要約はほぼそれで正しいのでしょうが、神保太郎氏はそれに対する反論を、“識者”“他メディア”の見解を紹介することによって行っています。つまり、「吉田証言は虚偽だったけれど、日本軍による強制連行はあった」、朝日記事の根拠はウソだったが、言ったことは正しい、という訳です。朝日新聞もこのような応援を得て、この線でがんばってみますかね?

 

「しんぶん赤旗」
安倍政権とメディア
都内でシンポ
美辞麗句の本質暴こう
2014年9月18日(木)
http://www.jcp.or.jp/akahata/aik14/2014-09-18/2014091814_01_1.html
に、下の記事があります。

白石氏は「政権は女性ファッション誌『VERY(ヴェリィ)』3月号が憲法問題を扱うことを事前につかんで出版社に攻撃を仕掛けてきた。朝日新聞の誤報への今のバッシングはそのメディア攻撃の象徴といえるだろう。大変な権力の行使がすすんでいるときに一番怖いのは記者が萎縮してしまうこと。記者がより力を発揮するために、外から励ますことも必要だし、政権監視も一社でがんばるのでなく、志あるジャーナリズムが手を組んで70年前の悲惨さを繰り返さない行動を取ることが必要ではないか」と述べました。
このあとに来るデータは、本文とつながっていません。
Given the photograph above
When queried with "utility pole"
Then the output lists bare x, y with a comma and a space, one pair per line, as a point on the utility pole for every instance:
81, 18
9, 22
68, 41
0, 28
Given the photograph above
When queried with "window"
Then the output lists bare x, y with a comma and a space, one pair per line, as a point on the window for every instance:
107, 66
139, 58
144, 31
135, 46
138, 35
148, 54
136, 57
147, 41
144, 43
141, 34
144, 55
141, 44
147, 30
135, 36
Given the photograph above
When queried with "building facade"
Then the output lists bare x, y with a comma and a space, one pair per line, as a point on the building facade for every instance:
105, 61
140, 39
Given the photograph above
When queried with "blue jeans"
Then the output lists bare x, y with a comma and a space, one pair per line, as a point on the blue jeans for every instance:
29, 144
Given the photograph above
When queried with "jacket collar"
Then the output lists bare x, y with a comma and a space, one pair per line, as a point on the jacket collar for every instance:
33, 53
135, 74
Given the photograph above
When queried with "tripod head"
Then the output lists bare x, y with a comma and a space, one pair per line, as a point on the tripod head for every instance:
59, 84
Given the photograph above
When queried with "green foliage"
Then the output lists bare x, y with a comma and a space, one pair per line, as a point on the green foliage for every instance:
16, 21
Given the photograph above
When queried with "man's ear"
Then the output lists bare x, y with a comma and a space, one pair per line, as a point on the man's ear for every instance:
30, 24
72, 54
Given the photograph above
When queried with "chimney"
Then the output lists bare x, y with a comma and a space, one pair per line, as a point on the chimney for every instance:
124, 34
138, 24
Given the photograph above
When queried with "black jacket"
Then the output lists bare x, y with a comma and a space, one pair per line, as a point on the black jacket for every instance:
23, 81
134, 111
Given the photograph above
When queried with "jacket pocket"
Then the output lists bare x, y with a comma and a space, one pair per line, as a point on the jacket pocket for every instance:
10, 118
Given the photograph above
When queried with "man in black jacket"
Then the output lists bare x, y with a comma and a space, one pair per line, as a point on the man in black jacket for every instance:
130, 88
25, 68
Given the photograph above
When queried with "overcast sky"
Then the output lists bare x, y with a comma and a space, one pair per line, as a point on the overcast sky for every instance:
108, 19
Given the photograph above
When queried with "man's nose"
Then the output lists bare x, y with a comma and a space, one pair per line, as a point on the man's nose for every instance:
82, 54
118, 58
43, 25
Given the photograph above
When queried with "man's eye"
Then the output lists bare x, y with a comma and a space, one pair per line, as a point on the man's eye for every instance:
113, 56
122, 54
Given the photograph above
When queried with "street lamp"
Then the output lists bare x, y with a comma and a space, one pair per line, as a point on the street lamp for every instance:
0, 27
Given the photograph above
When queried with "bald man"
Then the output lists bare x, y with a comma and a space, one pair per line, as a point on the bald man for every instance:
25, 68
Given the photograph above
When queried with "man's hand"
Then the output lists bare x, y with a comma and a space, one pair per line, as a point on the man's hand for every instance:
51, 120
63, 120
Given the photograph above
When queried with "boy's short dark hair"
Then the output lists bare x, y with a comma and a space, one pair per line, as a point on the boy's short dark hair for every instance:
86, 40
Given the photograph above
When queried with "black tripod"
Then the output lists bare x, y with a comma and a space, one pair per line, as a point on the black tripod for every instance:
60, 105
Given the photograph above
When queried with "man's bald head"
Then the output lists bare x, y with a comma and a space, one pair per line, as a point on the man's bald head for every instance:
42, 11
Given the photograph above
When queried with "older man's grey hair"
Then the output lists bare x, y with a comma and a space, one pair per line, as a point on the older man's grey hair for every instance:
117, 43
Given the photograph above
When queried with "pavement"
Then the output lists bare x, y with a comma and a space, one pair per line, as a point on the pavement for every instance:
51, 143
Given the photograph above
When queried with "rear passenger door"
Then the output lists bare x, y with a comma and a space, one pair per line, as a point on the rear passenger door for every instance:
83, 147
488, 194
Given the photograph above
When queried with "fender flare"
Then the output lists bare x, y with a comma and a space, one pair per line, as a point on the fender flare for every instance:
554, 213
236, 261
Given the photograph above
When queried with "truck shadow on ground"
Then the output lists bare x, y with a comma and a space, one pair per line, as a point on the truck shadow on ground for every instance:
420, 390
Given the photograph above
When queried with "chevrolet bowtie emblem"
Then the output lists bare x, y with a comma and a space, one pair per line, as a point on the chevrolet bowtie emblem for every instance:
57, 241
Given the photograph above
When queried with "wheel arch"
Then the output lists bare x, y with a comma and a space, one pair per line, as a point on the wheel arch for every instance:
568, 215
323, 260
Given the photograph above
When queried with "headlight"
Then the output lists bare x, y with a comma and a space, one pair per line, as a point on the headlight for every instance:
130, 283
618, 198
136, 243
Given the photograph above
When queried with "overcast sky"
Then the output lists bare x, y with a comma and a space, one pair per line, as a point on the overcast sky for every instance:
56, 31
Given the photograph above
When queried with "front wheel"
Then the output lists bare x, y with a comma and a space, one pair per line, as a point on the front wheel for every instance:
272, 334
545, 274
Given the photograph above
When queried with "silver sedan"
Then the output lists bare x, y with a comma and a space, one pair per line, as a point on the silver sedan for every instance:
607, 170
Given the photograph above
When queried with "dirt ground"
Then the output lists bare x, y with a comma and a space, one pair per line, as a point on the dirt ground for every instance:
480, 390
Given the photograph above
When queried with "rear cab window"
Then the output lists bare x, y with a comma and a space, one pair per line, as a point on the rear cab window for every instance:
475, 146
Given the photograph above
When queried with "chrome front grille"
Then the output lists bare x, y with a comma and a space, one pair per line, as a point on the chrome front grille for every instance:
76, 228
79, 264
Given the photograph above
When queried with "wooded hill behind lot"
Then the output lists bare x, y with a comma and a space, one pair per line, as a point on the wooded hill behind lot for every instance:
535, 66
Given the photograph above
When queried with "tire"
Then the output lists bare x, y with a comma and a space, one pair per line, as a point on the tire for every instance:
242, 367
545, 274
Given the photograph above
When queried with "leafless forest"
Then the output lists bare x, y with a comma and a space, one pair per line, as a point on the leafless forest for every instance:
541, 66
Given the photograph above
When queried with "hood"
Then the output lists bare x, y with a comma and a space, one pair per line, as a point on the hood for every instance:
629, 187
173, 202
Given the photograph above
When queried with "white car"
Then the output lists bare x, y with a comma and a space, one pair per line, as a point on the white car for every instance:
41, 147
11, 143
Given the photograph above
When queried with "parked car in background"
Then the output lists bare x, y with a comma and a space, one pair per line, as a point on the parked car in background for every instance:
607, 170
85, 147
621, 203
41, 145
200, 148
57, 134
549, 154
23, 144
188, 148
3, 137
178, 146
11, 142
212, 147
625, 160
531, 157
女性ファッション誌『VERY(ヴェリィ)』というのは、我が家の女家族に聞いてもその雑誌そのものを知りませんが、圧力をかけた“政権”というのは何でしょうか? これは内容が分からないのでパスします。(“VERY 憲法”で検索しましたら、らしきものが出て来ました)。
朝日新聞の誤報に対するバッシングは、政権でなく同業メディアが行っているのです。前段に“政権”の一言を置くことによって、あたかも朝日を“政権”がバッシングしているかの如き印象を与えようとしているのだと思います。
今まで朝日新聞にバッシングされ続けたのが“政権”です。
「志あるジャーナリズムが手を組んで」
というのは、やってみたらどうですか? さすがの毎日や中日も、与しないと思いますよ。

同じ「しんぶん赤旗」には下の記事があります。
2014年8月12日(火)
http://www.jcp.or.jp/akahata/aik14/2014-08-12/2014081202_01_1.html
河野談話の真実性揺るがぬ
小池氏、「朝日」検証報道で主張
フジテレビ番組「慰安婦」問題で討論

日本共産党の小池晃副委員長は10日放送のフジテレビ番組「新報道2001」に出演し、「朝日」が掲載した旧日本軍「慰安婦」問題の検証記事などをめぐって自民党の萩生田光一総裁特別補佐、日本維新の会の橋下徹代表(大阪市長)らと討論しました。(中略)小池氏は、吉田証言の問題について「信憑(しんぴょう)性がないことははっきりしている」と指摘した上で、その証言の取り消しによって強制性をすべて否定するような言動を批判しました。(後略)

 

以上、「世界」も「赤旗」も、そして大もとの「朝日」も、今後はこの方向で行くようです。